Kate saiu rápido e Sam foi do lado pra abrir a porta. Ela entrou e sumiu lá dentro berrando:
– Dona Inês, garota indo pro banheiro, bom diaaa!
– A dona Inês não tá em casa Kate, relaxa. - Sam se referia à mãe pelo sobrenome quando estava com os amigos, assim como eles faziam, e como "mãe" quando estava sozinho.
– Jota, nada de quadrinhos, volta aqui Ah, oi Bichano. - o gato de Sam arrastou-se em suas pernas, carinhoso e com fome. Sempre com fome. – Já vou te dar comida.
Fechou a porta e guardou mecanicamente as chaves no bolso.

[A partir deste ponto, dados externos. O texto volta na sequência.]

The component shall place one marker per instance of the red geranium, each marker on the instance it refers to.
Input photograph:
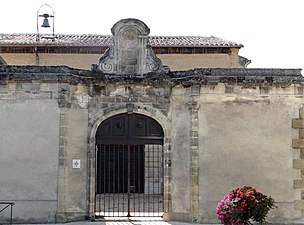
(243, 205)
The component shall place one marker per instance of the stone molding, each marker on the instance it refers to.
(131, 52)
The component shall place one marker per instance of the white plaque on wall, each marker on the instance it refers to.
(76, 163)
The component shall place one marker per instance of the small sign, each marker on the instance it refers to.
(76, 163)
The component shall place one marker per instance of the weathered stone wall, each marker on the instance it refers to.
(29, 151)
(223, 128)
(176, 62)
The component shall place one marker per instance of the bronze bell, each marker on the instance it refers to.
(45, 23)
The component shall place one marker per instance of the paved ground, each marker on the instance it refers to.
(123, 223)
(143, 222)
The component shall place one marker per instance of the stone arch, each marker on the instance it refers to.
(104, 114)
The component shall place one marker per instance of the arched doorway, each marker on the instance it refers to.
(129, 167)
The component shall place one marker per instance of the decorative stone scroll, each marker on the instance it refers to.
(130, 52)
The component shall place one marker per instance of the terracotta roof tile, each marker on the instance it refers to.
(106, 40)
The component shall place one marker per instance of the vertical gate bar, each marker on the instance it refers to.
(123, 177)
(159, 160)
(98, 153)
(114, 177)
(153, 172)
(134, 178)
(118, 178)
(129, 181)
(104, 179)
(109, 185)
(97, 175)
(149, 179)
(139, 183)
(162, 176)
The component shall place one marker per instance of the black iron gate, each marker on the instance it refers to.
(129, 167)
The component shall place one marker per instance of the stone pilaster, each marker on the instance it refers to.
(62, 164)
(298, 123)
(194, 155)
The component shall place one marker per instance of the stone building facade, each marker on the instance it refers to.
(215, 129)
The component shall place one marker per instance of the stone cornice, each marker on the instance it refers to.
(254, 77)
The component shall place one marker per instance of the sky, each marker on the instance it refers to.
(272, 31)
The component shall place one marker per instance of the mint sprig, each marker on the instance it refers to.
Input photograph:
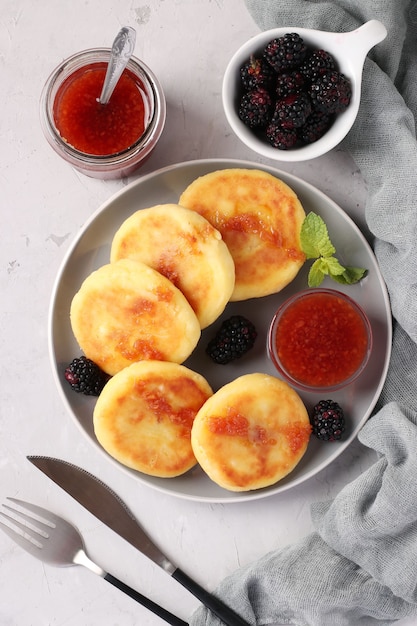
(316, 244)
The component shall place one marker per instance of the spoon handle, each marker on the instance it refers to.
(121, 52)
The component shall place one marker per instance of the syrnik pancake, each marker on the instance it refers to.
(126, 312)
(183, 246)
(260, 218)
(251, 433)
(144, 415)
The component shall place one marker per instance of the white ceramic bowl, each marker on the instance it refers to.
(349, 51)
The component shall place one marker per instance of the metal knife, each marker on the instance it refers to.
(106, 505)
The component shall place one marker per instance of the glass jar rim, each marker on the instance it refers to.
(68, 67)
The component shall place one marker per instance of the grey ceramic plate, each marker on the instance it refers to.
(91, 249)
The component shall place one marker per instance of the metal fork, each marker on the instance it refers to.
(53, 540)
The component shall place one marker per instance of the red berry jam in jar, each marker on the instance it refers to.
(103, 141)
(99, 129)
(320, 339)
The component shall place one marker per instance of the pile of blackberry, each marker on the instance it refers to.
(328, 420)
(85, 376)
(291, 93)
(235, 338)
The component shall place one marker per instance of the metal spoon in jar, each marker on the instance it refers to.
(121, 51)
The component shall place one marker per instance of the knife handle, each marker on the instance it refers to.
(146, 602)
(219, 608)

Mochila na cadeira, notebook na mesa, banheiro e cozinha, pra tomar um suco. Andou até o quarto e viu Jota remexendo no armário de HQs enquanto berrava lá de dentro que já estava quase acabando de escolher.
Sentou no momento em que havia acabado dar um gole no suco. Aquela poltrona era boa para relaxar, pensou pela primeira vez. Kate devia ter emendado um número dois, pelo jeito que estava demorando. Riu sozinho.

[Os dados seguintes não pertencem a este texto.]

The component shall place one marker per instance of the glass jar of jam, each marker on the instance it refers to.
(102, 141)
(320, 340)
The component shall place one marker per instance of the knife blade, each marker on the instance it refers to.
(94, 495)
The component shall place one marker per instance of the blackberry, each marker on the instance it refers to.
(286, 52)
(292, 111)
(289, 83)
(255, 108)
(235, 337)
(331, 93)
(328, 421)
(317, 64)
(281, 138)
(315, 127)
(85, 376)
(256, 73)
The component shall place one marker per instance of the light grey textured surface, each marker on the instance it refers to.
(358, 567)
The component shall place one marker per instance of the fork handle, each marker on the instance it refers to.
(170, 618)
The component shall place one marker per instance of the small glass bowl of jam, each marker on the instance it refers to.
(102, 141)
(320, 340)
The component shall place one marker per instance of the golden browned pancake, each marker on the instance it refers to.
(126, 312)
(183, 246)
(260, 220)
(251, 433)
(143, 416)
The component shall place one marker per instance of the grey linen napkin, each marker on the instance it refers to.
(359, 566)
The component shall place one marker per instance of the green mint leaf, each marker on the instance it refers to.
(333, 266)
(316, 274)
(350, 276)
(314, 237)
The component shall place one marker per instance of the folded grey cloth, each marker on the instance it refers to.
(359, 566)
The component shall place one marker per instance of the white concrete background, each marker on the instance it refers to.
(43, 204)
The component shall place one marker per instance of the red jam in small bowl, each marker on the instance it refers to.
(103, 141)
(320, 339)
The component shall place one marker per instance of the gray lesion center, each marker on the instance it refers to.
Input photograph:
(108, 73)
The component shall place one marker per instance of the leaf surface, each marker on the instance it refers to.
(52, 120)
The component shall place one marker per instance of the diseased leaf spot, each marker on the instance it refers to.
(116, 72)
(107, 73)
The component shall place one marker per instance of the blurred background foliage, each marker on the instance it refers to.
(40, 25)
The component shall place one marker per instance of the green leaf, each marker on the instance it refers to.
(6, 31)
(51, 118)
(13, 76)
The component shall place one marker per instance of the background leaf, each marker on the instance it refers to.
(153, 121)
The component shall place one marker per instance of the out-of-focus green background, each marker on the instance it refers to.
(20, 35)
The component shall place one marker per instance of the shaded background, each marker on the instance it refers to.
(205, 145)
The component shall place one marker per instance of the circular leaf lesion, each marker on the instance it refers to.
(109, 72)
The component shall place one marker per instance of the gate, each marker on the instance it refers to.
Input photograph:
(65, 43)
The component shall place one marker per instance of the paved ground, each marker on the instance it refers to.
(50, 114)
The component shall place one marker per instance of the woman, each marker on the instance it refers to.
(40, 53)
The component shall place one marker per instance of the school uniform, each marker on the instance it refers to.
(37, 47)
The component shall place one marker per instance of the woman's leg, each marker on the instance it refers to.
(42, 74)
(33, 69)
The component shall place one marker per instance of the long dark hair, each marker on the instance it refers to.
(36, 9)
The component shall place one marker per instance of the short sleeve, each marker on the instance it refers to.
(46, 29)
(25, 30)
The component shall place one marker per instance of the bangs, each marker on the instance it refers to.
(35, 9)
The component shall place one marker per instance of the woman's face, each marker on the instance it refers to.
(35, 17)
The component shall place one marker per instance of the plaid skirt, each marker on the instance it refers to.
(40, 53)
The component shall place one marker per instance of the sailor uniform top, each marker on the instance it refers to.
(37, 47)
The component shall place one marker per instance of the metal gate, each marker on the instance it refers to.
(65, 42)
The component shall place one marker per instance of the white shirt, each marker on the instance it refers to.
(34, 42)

Bichano pulou no colo, tirando-o do transe meditativo. Adorava gatos, odiava os pêlos. "Sai fora Bichano" - Colocou com calma o felino no chão, uma, duas, três, vezes, até que ele ficasse por lá. Gatos são criaturas difíceis.
Foi exatamente quando Sam conseguiu aquietar um pouco mais sua mente, sentado naquela poltrona, que o fenômeno aconteceu pela primeira vez.
Na pequena e quadrada sala de visitas, acima da mesa de jantar, havia um quadro com uma pintura belíssima de Huángshān Shi, também conhecida como The yellow mount, no leste da China. Tinha esse nome pelo cenário, famoso pelos pôr de sóis.
A paisagem era peculiar: picos de granito com mais de mil metros de altura, que lembravam árvores flutuando sobre um "mar de nuvens" enchendo os olhos.
Retratava um fim de tarde, tinha tonalidades amarelo- avermelhadas, que contrastavam com a paisagem verde-escura das montanhas. Trazia paz e tranquilidade para o ambiente. Sam pensou se tinha vontade de conhecer o lugar. Mas havia uma sensação estranha, como aquela que temos quando já conhecemos muito um lugar e queremos ir para novos horizontes.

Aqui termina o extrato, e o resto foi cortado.